State Supreme Court Judge Vincent J. Reilly Jr. this week turned back a claim by the owners of the second-place finisher, Malibu Mint, that their horse should have won by disqualification because an errant strike of the whip by Rahy’s Appeal’s jockey hit Malibu Mint in the face.

Because the strike was ruled unintentional, Reilly found, it did not rise to the level of disqualification. Reilly noted rules that call for disqualification only for “careless” or “willful” striking.

“In this case, no such specific finding was made, as the striking of Malibu Mint was found to be merely ‘unintentional’ “, Reilly wrote.

In making the ruling, Reilly agreed with the state Racing and Wagering Board’s findings in the case. The appeal was filed in Schenectady County by Malibu Mint’s owners, Martha Jane and John Mulholland of Lexington, Ky., because it is the home of the state board’s executive offices.
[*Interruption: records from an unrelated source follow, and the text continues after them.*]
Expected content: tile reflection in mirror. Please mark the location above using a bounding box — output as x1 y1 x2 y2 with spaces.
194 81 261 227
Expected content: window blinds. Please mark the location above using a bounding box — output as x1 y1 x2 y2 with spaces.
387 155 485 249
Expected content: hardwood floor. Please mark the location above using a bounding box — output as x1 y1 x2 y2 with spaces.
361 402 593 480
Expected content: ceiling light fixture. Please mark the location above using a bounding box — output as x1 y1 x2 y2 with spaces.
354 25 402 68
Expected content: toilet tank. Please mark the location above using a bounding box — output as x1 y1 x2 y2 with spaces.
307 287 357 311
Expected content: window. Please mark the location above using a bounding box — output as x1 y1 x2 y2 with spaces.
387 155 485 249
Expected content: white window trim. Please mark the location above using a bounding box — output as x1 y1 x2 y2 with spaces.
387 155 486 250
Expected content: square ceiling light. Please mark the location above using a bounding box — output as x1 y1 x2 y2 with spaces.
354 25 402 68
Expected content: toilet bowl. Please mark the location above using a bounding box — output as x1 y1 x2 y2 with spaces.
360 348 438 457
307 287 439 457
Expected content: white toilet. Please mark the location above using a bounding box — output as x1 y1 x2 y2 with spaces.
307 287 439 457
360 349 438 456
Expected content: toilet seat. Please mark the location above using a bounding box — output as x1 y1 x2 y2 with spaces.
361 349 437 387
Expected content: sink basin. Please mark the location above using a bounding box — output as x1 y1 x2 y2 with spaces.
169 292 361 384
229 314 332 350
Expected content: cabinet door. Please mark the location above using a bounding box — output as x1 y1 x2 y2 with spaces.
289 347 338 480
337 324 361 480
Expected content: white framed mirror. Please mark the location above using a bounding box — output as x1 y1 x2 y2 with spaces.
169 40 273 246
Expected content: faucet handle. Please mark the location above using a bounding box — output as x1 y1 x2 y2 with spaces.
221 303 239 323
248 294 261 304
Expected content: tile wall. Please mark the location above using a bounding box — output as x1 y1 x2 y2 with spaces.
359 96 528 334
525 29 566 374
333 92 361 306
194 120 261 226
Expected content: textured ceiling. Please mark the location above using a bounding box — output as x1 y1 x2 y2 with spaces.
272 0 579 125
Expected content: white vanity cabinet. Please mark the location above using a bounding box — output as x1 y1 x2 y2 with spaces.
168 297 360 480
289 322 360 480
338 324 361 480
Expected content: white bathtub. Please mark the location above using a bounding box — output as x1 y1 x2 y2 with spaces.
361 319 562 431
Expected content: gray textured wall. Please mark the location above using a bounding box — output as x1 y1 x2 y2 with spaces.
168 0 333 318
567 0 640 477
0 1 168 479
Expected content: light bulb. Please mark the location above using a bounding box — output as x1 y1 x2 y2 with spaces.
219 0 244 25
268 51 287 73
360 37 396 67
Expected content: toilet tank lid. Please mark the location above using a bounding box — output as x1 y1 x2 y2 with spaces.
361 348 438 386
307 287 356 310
The decision creates the unusual circumstance where bettors were paid out as if Malibu Mint won, while owners are paid with Rahy’s Appeal winning.
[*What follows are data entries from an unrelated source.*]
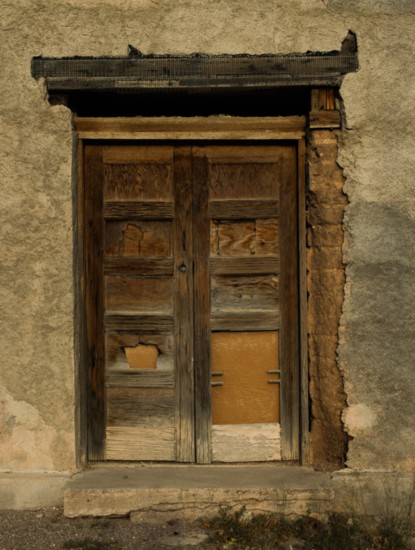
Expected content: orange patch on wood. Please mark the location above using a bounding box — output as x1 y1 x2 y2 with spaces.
211 331 280 425
125 344 158 369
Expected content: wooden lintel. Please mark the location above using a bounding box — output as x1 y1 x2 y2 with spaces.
31 49 358 95
74 116 306 140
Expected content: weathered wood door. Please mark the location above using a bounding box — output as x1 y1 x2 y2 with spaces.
84 142 299 463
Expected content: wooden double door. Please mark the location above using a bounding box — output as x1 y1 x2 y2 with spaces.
85 142 299 463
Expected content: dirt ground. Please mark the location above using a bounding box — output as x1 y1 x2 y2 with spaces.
0 507 213 550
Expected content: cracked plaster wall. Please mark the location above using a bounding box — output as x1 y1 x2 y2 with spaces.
0 0 414 473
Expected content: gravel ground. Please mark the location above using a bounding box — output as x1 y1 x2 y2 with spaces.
0 508 214 550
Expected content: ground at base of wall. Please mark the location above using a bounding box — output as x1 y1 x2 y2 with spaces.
0 507 211 550
1 507 414 550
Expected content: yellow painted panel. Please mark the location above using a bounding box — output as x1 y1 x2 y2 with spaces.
211 332 280 425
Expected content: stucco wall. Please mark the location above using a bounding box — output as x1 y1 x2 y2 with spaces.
1 0 414 474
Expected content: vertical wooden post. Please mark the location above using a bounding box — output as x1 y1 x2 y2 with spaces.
84 145 106 460
174 146 195 462
192 148 212 464
279 146 300 461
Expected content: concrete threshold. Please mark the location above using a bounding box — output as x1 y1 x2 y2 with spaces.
64 464 334 519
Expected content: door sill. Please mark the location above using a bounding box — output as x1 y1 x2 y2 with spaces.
65 463 331 518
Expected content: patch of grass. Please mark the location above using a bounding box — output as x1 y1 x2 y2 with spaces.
206 507 409 549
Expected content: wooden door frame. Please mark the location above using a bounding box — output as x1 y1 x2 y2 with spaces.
74 116 308 465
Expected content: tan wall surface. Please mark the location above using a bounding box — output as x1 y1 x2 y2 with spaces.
0 0 414 473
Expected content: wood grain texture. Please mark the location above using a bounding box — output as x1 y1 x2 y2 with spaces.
105 425 175 461
105 276 173 314
309 110 341 129
211 274 279 313
173 146 195 462
84 145 106 460
212 423 281 462
279 145 300 461
103 146 173 164
192 150 212 463
210 219 278 257
104 201 174 220
210 311 280 331
297 139 309 464
209 163 280 199
104 163 172 201
106 370 174 388
103 258 174 276
105 220 172 258
104 314 174 331
107 388 174 426
75 116 306 140
209 200 278 219
210 256 279 275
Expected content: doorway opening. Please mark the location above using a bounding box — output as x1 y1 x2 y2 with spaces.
81 119 305 464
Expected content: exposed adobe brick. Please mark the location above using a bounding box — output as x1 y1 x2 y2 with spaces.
306 246 344 270
307 224 344 247
307 126 349 471
308 204 345 225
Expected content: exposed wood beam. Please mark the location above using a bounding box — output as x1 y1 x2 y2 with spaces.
32 34 358 95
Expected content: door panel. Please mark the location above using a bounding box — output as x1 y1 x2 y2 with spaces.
103 146 177 461
192 145 296 462
85 142 298 463
85 144 194 461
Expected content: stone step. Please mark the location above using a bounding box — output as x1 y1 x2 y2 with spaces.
64 464 334 520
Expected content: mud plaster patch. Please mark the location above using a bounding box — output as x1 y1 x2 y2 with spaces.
0 387 56 470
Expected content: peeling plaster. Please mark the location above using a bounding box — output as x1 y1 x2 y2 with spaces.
342 404 376 437
0 387 75 472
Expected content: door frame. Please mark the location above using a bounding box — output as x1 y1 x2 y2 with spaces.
74 116 308 465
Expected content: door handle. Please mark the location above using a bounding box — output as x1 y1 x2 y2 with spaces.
178 263 187 273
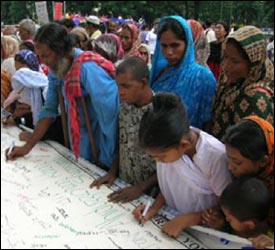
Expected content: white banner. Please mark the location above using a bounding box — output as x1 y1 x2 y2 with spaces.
35 1 49 24
1 124 255 249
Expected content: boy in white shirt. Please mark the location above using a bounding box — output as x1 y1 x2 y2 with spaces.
133 93 232 238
The decision means that Rahy’s Appeal is now the winner in the history books and in the purse, with the extra $60,000 in winner’s payout given to Rahy’s owner, Marlene Brody of Ghent, Brody’s attorney, Karen Murphy, said. The purse has been held in escrow as the dispute played out.

Murphy said her client is delighted by the outcome. The win is an “enormous feather in one’s cap” for career and breeding.
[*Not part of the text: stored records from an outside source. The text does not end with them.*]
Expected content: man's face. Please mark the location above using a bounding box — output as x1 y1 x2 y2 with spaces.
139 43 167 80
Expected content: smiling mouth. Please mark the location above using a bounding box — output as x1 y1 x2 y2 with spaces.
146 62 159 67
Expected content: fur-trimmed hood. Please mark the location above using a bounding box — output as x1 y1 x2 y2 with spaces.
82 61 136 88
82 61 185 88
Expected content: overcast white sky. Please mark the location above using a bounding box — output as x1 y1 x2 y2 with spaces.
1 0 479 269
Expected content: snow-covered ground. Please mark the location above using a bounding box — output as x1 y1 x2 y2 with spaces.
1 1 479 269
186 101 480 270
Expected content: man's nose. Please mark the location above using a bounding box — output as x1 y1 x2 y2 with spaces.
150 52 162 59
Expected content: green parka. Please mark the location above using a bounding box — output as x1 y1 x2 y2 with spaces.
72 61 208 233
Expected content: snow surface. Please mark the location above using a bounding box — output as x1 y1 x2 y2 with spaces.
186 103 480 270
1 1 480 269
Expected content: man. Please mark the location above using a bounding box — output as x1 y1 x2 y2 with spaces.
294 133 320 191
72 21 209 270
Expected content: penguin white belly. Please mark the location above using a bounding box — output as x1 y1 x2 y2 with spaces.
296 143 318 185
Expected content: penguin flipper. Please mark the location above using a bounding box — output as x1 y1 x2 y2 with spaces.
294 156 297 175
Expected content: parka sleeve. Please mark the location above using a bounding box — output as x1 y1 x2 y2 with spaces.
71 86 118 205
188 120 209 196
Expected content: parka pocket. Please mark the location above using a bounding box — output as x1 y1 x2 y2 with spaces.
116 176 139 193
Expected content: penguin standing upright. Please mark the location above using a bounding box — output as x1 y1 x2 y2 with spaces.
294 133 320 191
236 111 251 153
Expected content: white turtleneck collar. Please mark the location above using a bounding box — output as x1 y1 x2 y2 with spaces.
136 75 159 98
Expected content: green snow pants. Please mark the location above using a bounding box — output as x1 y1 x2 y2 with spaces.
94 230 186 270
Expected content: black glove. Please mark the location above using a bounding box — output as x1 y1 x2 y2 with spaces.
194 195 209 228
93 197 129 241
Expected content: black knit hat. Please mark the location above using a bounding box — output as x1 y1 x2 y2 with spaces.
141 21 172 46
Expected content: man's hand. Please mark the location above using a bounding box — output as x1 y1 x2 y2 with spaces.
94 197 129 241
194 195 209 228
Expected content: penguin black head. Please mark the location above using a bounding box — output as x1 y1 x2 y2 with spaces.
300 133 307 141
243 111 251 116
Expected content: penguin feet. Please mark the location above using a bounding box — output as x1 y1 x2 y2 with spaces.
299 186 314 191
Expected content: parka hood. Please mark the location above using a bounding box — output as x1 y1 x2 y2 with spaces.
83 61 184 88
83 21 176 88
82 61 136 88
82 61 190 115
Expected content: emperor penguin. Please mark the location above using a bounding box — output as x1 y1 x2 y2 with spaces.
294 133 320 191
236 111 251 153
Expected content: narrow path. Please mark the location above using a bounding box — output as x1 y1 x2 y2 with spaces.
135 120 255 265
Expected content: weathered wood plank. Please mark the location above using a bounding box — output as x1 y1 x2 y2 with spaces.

“It was absolutely correctly decided by the board,” Murphy said. “It’s a monumental thing to change the outcome of a race, but it requires a foundation and the board understood that.”

Rahy’s Appeal was first across the line in the race on Nov. 24, 2006, winning by three lengths over Malibu Mint. But that decision didn’t last long, after track stewards noticed that Rahy’s Appeal’s jockey, Alan Garcia, struck Malibu Mint with his whip.

Although the stewards determined “the contact was inadvertent,” according to an Associated Press account of the race, Malibu Mint and jockey Eibar Coa were declared the winner. And its that decision that led to the bettors payout.

Reilly noted in his decision that it was undisputed that the strike caused Malibu Mint to pause.

“Those are the rules,” Coa said after the race. “It is very unfortunate for them and fortunate for me. I was very lucky. That horse was going by me.”

The initial appeals were made by Brody, the owner of Rahy’s Appeal, first to a hearing officer, then to the Racing and Wagering Board, which overturned the steward’s ruling and restored Rahy’s Appeal as the winner. The board found the stewards lacked the authority to disqualify Rahy because no rule explicitly made unintentional striking improper, a decision Reilly upheld.

The board has since clarified the rule to give more discretion, Murphy said.

Attorneys for the Mulhollands could not be reached to comment on whether they would appeal the decision.